CARBONRT inert tracer safely delivers valuable insight to advance field development, leading to optimized stimulation designs for enhanced production
To help optimize completion designs for future multi-stage development wells, the operator first needed to determine the fracture height in a single zone hydraulically- fractured conventional exploration well. Combining post-stimulation fracture height with corresponding pressure match data would enable the operator to identify coverage of the stimulated interval, calibrate fracture models, and accurately estimate fracture conductivity. In the past, radioactive tracers would be incorporated in the proppant slurry and detected with a conventional spectral gamma ray tool. However, tightening environmental regulations in offshore West Africa restrict the use of radioactive tracers, thereby mandating an HSE-acceptable alternative.
That alternative came in the form of the CARBONRT inert tracer technology, the enabling component of the CARBO exclusive FRACTUREVISION proppant-delivered fracture evaluation service. Together with the CARBONRT tracer, a Pulsed Neutron Capture (PNC) tool was deployed pre- and post- fracturing operations to identify the location of the proppant and measure near-wellbore fracture height. The strategy considered utilizing FRACPRO fracture design and analysis software to pressure match fracture treatment data to derive fracture height, thereby comparing the predicted and measured heights, and determining correlations to further calibrate the fracture model.

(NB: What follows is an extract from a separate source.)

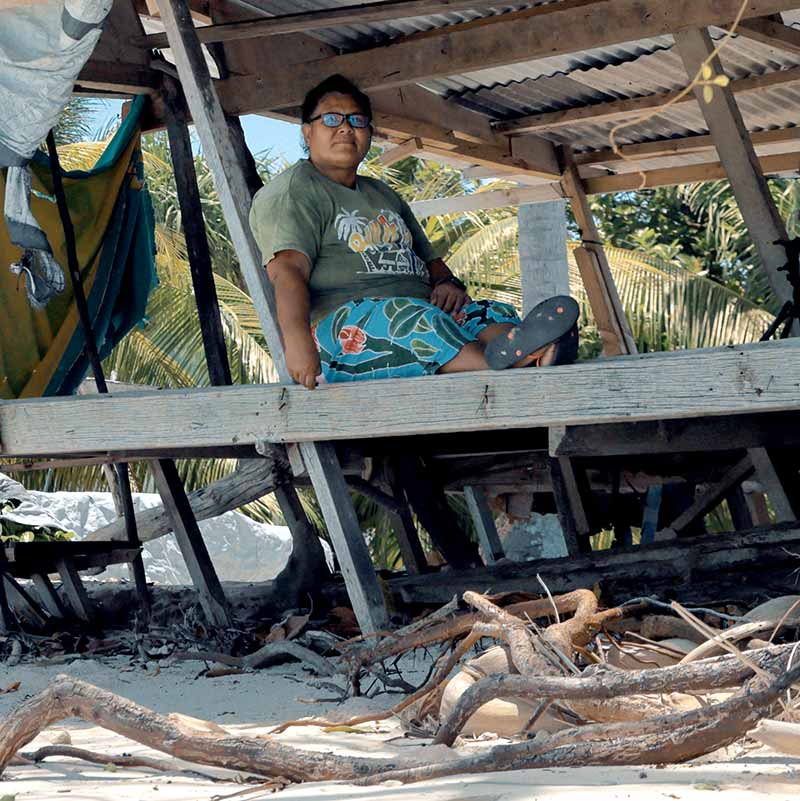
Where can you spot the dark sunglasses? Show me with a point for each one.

CARBONRT tracer signals were clearly observed, with the post-stimulation PNC logs measuring a propped fracture height growth of 43.6 m, as opposed to the nearly 64.2 m modeled height growth, which seemed an over-estimation from the pressure match simulation. The propped fracture height obtained from the PNC logs was deemed far more accurate, as it represents a direct measurement of proppant placement in the near-wellbore region. The combination of CARBONRT inert tracer technology and the PNC tool yielded considerable insight that will advance full-field development, without the safety and environmental issues associated with radioactive tracers.